Closed tupini07 closed 5 years ago
After some testing it seems that:
sklearn.VotingClassifier
can only be composed of classifiers which have a predict_proba
method (meaning we can't use LSVM
) VotingClassifier
is very similar with that of our method union average
(which does use LSVM). It actually has a slightly better performance with similar standard deviation (see table below)However, there seems to be an issue with our method when removing LSVM
from the pool of classifiers: the performance in general greatly decreases, as can be seen below. Rather than debugging why this may be happening, we'll just go ahead use sklearn's implementation. And since we won't be using LSVM for this ensemble we'll add a new classifier to the pool so as to maintain diversity (issue #365)
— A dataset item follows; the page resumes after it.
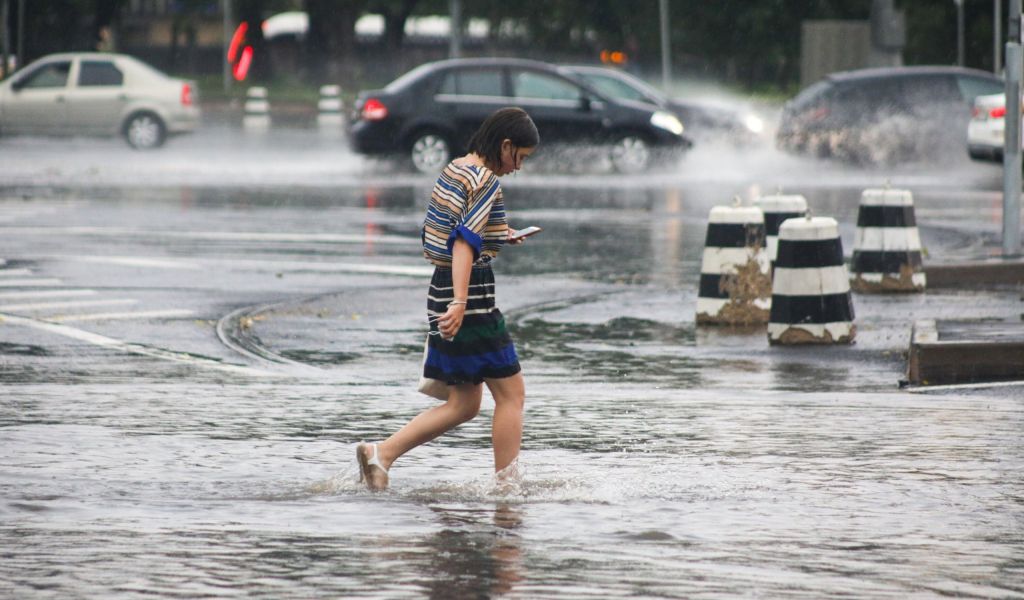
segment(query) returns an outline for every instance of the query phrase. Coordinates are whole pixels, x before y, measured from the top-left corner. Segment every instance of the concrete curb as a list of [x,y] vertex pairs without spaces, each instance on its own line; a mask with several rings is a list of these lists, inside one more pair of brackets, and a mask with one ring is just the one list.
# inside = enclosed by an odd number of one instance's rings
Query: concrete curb
[[901,385],[1021,381],[1024,325],[985,320],[914,323]]
[[990,258],[925,266],[928,287],[965,288],[1024,284],[1024,259]]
Method | Precision(Std) | Recall(Std) | F1(Std) |
---|---|---|---|
Union Average | .895(.003) | .967(.001) | .930(.001) |
Union Average (no LSVM) | .303(.010) | .515(.012) | .381(.010) |
VotingClassifier | .907(.007) | .972(.006) | .938(.001) |
NOTE: these metrics were obtained by running the evaluate
procedure using discogs/musician
as target
After reading the documentation for sklearn.VotingClassifier it seems that it does exactly what our implementation of super confident predictions (#305) does. The only difference is that sets of predictions are always joined by union.
This task is to evaluate the performance of
sklearn.VotingClassifier
. If it is better or the same as our current implementation then it would be a good idea to replace our implementation with this one. It will serve to reduce the amount of code in the project and we won't need to maintain this functionality.